Méprisant les valeurs littéraires cotées, lui choisit d’explorer les friches de la littérature et d’investir ces « zones de sous-développement » dont parlaient Deleuze et Guattari. Sa réalité, il la traque dans « ces terrains vagues intérieurs, déserts, périphériques, inhumains, où [sévissent] les anomalies, et peut-être, l’Informe, la Maladie, l’Abject ». Son éthique engage une esthétique : pour échapper aux leurres de la « grande littérature », il écrira « en mineur », et cette minoration de l’écriture, c’est dans la parodie qu’il la cherche : « Chez moi, déclare-t-il, la forme est toujours la parodie de la forme. Je m’en sers mais je m’en extrais. » [3] Ainsi Ferdydurke, pour lui, est une parodie de conte philosophique dans le style voltairien ; La Pornographie renoue avec le débonnaire « roman champêtre polonais » pour en saper les assises idéologiques ; quant à Trans-Atlantique, c’est, dit-il, « un Pan Tadeusz à rebours » où il tourne en dérision non seulement la tragédie mais aussi la littérature nationale dans son plus beau fleuron.

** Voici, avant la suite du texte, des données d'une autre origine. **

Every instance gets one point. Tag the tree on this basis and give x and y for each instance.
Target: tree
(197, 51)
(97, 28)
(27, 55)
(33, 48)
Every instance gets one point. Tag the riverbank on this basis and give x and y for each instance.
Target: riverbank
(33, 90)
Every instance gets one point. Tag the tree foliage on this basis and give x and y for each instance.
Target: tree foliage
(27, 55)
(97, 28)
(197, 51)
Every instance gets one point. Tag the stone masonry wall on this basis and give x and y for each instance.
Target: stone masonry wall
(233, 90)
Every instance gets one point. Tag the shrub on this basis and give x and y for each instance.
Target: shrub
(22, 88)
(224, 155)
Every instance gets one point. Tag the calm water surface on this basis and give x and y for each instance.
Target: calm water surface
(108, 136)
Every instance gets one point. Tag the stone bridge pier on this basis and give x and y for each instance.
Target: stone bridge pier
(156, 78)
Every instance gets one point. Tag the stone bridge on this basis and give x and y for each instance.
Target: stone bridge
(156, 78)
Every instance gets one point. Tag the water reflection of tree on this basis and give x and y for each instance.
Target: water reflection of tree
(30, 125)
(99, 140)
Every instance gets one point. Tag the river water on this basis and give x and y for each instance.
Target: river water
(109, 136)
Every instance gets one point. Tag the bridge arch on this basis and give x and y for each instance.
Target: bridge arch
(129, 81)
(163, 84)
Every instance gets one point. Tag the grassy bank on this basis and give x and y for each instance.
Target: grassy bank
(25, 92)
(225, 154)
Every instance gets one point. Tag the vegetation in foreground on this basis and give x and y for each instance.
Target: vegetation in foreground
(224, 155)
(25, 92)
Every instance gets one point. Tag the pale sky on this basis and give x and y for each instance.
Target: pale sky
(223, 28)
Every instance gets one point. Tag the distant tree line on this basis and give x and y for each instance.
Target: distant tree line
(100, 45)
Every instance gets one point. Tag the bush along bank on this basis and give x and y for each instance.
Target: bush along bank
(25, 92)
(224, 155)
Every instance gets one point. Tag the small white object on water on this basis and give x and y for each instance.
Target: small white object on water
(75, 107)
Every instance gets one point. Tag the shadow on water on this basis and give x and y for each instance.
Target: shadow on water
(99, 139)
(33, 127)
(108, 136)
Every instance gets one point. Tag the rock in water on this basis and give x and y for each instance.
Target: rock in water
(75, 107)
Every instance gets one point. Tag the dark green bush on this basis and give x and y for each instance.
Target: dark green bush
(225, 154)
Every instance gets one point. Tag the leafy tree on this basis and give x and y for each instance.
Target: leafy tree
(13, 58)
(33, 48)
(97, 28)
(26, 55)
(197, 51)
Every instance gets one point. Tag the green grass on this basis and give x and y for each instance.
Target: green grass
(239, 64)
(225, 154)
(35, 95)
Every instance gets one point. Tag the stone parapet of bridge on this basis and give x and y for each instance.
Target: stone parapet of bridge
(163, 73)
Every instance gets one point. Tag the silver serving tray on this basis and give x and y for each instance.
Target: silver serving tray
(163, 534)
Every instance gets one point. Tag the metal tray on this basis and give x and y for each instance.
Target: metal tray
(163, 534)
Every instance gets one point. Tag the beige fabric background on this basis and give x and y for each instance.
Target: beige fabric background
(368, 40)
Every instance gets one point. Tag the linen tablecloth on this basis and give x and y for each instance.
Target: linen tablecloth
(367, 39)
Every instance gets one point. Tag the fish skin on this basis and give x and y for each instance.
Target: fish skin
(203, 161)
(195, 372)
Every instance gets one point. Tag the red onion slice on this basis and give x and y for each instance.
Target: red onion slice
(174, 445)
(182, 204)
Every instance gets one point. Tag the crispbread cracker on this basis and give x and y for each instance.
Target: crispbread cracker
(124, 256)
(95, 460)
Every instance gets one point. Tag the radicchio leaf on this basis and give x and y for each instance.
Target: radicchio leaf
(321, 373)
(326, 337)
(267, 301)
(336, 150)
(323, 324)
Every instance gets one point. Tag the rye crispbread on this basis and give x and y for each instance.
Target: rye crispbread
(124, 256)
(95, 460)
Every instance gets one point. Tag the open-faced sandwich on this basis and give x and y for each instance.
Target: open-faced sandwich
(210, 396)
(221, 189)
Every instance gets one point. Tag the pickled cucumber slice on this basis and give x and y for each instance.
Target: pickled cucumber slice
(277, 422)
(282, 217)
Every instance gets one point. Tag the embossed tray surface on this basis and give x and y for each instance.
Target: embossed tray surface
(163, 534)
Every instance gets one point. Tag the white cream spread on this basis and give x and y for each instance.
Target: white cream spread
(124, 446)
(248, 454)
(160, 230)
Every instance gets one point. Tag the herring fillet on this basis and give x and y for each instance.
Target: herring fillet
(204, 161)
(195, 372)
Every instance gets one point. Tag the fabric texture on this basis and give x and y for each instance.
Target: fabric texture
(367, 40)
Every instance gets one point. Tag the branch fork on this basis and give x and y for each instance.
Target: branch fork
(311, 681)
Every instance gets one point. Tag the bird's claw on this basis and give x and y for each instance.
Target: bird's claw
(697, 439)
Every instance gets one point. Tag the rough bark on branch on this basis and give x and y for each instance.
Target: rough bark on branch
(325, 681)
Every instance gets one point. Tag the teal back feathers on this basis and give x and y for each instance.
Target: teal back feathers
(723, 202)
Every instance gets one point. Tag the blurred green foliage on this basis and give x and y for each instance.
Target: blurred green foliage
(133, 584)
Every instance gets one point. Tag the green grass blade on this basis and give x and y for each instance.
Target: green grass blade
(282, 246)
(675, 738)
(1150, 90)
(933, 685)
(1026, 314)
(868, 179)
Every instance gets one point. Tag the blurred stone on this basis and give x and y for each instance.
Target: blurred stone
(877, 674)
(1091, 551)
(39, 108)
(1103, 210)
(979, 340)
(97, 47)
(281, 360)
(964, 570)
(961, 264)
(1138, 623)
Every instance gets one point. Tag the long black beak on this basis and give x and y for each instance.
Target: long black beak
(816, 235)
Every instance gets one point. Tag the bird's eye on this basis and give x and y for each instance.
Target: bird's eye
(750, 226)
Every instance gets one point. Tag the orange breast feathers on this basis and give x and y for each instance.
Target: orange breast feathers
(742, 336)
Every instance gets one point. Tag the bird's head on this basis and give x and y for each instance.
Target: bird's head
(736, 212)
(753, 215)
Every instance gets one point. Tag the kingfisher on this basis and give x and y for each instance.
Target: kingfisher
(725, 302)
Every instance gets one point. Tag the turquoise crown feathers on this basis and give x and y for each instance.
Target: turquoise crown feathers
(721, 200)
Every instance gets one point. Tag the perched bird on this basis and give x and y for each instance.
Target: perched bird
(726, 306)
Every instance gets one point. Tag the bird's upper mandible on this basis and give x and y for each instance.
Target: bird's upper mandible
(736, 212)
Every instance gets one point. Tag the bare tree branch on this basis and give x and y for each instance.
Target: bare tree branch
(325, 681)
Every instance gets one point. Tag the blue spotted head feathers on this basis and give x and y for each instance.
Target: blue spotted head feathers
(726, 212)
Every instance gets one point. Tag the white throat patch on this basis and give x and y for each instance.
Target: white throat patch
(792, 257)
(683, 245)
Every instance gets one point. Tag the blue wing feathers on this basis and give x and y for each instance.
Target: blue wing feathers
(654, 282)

Conçue d’abord comme un jeu par l’exilé qui un soir décida « d’ordonner sur un mode grandguignolesque les souvenirs de ses premiers jours à Buenos Aires », « l’innocente plaisanterie » est devenue en bout de course une véritable « moquerie blasphématoire ». Mais sans l’ombre d’un regret devant le tollé d’indignation suscité par son roman, Gombrowicz persiste et signe : « Je n’éprouve aujourd’hui aucun remords, écrit-il dans Testament, d’avoir pris mon malheur, ou celui de la moitié du monde comme un pont vers une jouissance amère, maudite. » Part maudite de la littérature polonaise, ce roman « facétieux, sclérosé, baroque, absurde, écrit dans un style archaïque » [4] a la vertu cathartique que Gombrowicz reconnaît à la parodie : « La parodie, écrit-il, m’a permis de me libérer de la Forme, de l’arracher de la pesanteur, de la lancer dans l’espace pur où elle est devenue légère, audacieuse, révélatrice. » [5]
Poussée à l’extrême, la distanciation parodique aboutit à une esthétique de la dégradation qui trouve son expression favorite dans une littérature scandaleusement kitsch, comme cette Opérette, dont il s’est amusé à « farcir le vide guignolesque ». Gombrowicz cultive une prédilection pour les formes sclérosées - comme le livret d’opérette - revisitées à sa manière : « Je cherche, écrit-il, le lien entre ces genres littéraires d’autrefois, qui sont lisibles, et la plus neuve, la toute dernière perception du monde. Trimbaler la plus actuelle contrebande dans de vieilles carioles du type de Trans-Atlantique ou de La Pornographie, ça me va ! » [6]
Dans ce culte dérisoire de la pacotille littéraire, Gombrowicz veut « compromettre la forme », tout en compliquant la posture trop simple du rebelle. Le comble, en effet, pour un auteur si farouchement épris de son extéritorrialité sur l’espace littéraire, serait de se retrouver assigné à résidence dans l’enclos des provocateurs patentés, identifié à jamais comme le grand spécialiste du traitement sacrilège des restes de la littérature officielle.
Craignant que sa révolte ne soit « digérée par la machine » littéraire et éditoriale [7], il choisit de « vêtir ses anathèmes dans une livrée de bouffon », et d’exploiter ces formes larvées qui ne sont ni roman, ni opérette, ni épopée, ni drame, mais un mixte non identifiable. À travers le chaos de ces œuvres en déroute, il veut entraîner le lecteur vers ces zones de sous-culture et d’« immaturité » (c’est le mot clé de son esthétique) et le jeter sur des « routes qui ne mènent nulle part, dans les eaux troubles de l’anomalie, d’une liberté sans bornes, d’un devenir incontrôlable » [8]. Cousin polonais de Michaux, il prétend, lui aussi, nous construire « des villes avec des loques » ; lui aussi écrit « contre », contre la Maison Littérature, contre ses maîtres et ses valets.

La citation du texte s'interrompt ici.